Carismático, mas nem sempre muito inteligente, Yorick precisa da ajuda da Agent 355 e da Doutora Allison Mann para se manter vivo. Vaughan jamais o pinta como herói ou salvador da humanidade. Embora seu ego esteja nas alturas por acreditar que há algo de especial em si que o fez ser poupado da dizimação, ele mal perde por esperar a verdadeira explicação por trás de sua misteriosa sobrevivência.
Tocando em temas pertinentes, de ordem política e social, Y: O Último Homem ainda é inteligente ao abordar a questão dos transgêneros e na excelente representação de uma personagem bissexual. A agente 355 é muito bem trabalhada nesse sentido, algo raro de se ver na cultura pop em geral. E aqui eu abro outro adendo para expressar uma frustração: não consigo entender qual é a dificuldade que roteiristas encontram em lidar com o tema da bissexualidade em suas obras…
Vaughan ainda é cuidadoso ao mostrar como alguns setores da sociedade ficam desabastecidos após a extinção dos homens. Não porque as mulheres são incompetentes ou incapazes de exercer determinadas funções. Mas é justamente para evidenciar o machismo no mercado de trabalho que, desde sempre, apregoa que algumas profissões são exclusivamente masculinas. Assim, as mulheres precisam aprender na raça o que o machismo estrutural sempre lhes negou.
Ao longo de sessenta edições, a trama consegue cativar o leitor, deixá-lo ansioso e na expectativa pelo próximo ao findar a leitura de cada volume. Se há um demérito e alguma embromação na história, essa atende pelo arco da companhia de teatro que insiste em se arrastar – o mais enfadonho e desnecessário, mesmo que contando com algumas sacadas inteligentes. Contudo, o autor se redime no momento em que a malfadada companhia se torna uma editora de quadrinhos e cria uma história que eu adoraria ver como spin-off pelas mãos do próprio Vaughan, centrada na Última Mulher.

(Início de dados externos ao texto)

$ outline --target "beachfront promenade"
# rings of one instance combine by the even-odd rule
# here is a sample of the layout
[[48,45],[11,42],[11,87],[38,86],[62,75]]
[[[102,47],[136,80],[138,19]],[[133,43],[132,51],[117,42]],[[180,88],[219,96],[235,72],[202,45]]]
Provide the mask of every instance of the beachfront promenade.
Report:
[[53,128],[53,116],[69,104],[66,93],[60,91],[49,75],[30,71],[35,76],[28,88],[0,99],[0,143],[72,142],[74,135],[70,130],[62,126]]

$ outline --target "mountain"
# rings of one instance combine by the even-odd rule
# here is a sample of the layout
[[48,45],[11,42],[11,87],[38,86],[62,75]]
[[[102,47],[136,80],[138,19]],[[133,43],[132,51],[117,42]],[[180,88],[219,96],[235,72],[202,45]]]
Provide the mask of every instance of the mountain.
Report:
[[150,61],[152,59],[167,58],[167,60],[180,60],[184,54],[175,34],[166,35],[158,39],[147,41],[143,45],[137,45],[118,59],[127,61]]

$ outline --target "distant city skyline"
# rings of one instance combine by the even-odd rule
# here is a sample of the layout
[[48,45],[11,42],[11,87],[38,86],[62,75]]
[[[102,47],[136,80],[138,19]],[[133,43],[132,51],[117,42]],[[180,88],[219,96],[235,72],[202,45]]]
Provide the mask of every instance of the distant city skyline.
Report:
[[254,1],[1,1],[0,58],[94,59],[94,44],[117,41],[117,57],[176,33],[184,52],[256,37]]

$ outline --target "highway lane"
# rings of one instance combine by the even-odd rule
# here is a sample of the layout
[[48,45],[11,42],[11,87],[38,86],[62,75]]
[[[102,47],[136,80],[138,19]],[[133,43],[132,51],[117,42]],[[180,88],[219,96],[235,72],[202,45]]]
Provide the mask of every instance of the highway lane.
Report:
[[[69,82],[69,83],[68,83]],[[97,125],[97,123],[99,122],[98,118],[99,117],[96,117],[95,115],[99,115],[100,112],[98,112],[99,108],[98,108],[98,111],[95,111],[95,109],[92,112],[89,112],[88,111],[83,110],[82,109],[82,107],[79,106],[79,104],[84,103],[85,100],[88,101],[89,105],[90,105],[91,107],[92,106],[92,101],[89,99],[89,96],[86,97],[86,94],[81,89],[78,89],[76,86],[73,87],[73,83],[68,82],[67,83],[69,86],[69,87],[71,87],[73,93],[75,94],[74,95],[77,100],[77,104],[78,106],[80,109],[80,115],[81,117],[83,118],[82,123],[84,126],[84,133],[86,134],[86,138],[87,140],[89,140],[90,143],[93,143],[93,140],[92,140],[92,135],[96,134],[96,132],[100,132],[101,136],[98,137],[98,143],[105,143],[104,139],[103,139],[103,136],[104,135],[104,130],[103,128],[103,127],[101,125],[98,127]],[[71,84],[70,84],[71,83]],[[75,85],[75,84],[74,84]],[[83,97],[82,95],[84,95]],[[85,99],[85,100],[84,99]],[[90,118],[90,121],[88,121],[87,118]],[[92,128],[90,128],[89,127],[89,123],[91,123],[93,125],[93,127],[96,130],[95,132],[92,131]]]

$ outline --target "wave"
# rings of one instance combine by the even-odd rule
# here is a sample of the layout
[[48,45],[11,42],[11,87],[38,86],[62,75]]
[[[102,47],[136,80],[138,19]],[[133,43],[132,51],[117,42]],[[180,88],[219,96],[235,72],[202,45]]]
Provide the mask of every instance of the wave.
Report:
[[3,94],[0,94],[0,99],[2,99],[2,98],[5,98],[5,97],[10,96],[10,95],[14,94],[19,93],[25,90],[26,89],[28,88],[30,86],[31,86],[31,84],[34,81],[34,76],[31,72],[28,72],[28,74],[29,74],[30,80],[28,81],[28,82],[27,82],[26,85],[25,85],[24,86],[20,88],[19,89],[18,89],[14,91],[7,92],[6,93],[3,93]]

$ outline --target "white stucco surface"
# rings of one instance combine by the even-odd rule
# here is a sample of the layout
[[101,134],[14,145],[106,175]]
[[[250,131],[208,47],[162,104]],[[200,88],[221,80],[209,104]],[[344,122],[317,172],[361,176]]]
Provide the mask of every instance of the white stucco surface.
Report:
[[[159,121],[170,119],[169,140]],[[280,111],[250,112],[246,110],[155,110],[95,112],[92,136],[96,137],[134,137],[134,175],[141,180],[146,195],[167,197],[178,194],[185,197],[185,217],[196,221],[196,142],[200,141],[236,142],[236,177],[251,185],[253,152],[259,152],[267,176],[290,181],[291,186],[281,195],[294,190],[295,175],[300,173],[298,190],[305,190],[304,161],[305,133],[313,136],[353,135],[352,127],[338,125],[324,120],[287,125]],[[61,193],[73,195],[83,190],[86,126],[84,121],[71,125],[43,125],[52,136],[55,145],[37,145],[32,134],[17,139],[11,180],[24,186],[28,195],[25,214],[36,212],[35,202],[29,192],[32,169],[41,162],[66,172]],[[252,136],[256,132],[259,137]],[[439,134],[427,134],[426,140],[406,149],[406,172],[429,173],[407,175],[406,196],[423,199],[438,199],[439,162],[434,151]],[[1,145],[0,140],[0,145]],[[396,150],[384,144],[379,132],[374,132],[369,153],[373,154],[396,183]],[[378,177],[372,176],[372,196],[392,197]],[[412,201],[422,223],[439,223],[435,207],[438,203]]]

O final, melancólico, fica bem próximo de um tom realista, mostrando a sociedade procurando se reestruturar após varrer os portadores do cromossomo Y do planeta. Acima de tudo, Y: O Último Homem nos faz refletir sobre o peso de nossas escolhas e sobre a assustadora, mas palatável possibilidade de a humanidade estar à beira da extinção.
No Brasil, a série foi relançada pela Panini Comics em dez volumes, reunindo as sessenta edições em encadernados semelhantes aos formatos americanos. Antes, contudo, a série começou a ser publicada por estas bandas pela Opera Graphica, que se encarregou do lançamento dos dois primeiros encadernados. Posteriormente, a Pixel Media adquiriu os direitos de publicação. A partir do segundo semestre de 2009, no entanto, a Panini se tornou a responsável exclusiva pela publicação de todos os títulos da linha Vertigo no Brasil, encarregando-se do relançamento do primeiro encadernado e, na sequência, dos outros nove volumes da série. A editora ainda republicou a obra de Vaughan em capa dura no ano de 2015, totalizando cinco volumes.
Vale a pena ler nessa época sombria de COVID-19.